Above-ground gravity-flow irrigation channels are found all over the Andean areas of Peru and Ecuador with many still in use today

Craig Morris, a specialist in Peru archaeology at the American Museum of Natural History, who did not take part in the research, said, "Their use of slope and management of water flow shows again that ancient people were a lot smarter and more observant than we often give them credit for." Jonathan Haas, an archaeologist at the Field Museum in Chicago who has excavated urban sites elsewhere in Peru's coastal valleys, called the canal discovery "a difficult and brilliant piece of work."
    In their own excavations, Dr. Haas and Winifred Creamer of Northern Illinois University have uncovered remains of urban centers of a complex agricultural society that flourished 5,000 years ago in valleys in a region known as Norte Chico, or Little North.
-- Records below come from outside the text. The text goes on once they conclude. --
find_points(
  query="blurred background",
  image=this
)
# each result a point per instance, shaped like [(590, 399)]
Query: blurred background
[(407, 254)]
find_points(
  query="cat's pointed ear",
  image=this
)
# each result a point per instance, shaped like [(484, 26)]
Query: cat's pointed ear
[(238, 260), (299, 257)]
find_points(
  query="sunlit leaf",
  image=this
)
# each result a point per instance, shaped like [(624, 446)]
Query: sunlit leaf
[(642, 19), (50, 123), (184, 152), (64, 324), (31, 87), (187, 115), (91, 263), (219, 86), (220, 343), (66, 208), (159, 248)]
Such an arid region would have had to have irrigation to have agriculture, especially on an apparently large and prosperous scale.
    Dr. Haas said the new discovery appeared to show the early irrigation technology that the people of Norte Chico then adopted and expanded to "bring about a cultural transformation" 400 years later. It is not just that a single group or culture developed such irrigation techniques, but that they were scattered all over the Peruvian landscape, and varied in design according to the needs of a particular local.
The five-mile long ancient aqueduct at Cumbemayo about 12 miles southwest of Cajamarca at 11,000-feet elevation in north central Peru

As an example, the ancient people of Peru built water-moving and preserving technologies like the above-ground aqueducts at Cumbe Mayo (Cumbemayo) in the midst of a number of petroglyphs carved into rocks, and the stone mountain region called the “stone forest,” and the Moche, or the underground water system like those found of the Nazca, which were called Puquios, or the terraced gardens of the Huari.
The ingenious underground puquios irrigation system of the Nazca culture in southwest Peru

In fact, the Cumbemayo aqueducts at one time were thought to be the oldest in the Americas, dating to some time around 1500 BC, however, they have never been dated and may be older.
Left: layered aqueduct for a large amount of water being moved; Right: zig-zag flows carved into the bed rock to slow the flow of water so sediment will drop to the bottom and clean the water

In addition, Andean irrigation techniques included terracing of the hill and mountain sides to take advantage of additional planting space. Some of these terraces were quite steep and required workers to haul up stone to construct the retaining walls for each level, then haul up the soil to fill in the terraces, and finally haul up the seed and water for planting.
However, in doing so, the ancient Peruvians were able to adapt the steep land of the Andes Mountains for farming, including the Chavin, the Moche, and the Chachapoyas as well as numerous other groups who built terraces, or andenes, into the sides of hills. The andenes reduced soil erosion that would normally be high on a steep hill, and many of these terraces are still used today, which waters fields with a system of reservoirs and cisterns to collect water, which was then distributed by canals and ditches.
Terraced planting along the mountain side near Machu Picchu

The one thing that has always marked the Lord’s people is their extensive effort in the irrigation of lands, fostering the Biblical phrase of “Turning the desert into a rose,” in regard to making the Judean desert blossom, as well as so labeling that of the Saint’s work in the desert of Salt Lake Valley. Once again, in the Andean coastal deserts and the hills and Mountains with terraced irrigation both in the highlands and the lowlands, in remarkable ancient canals and channels, bringing water from the mountains to the water-starved lands below, especially along the coastal shelf.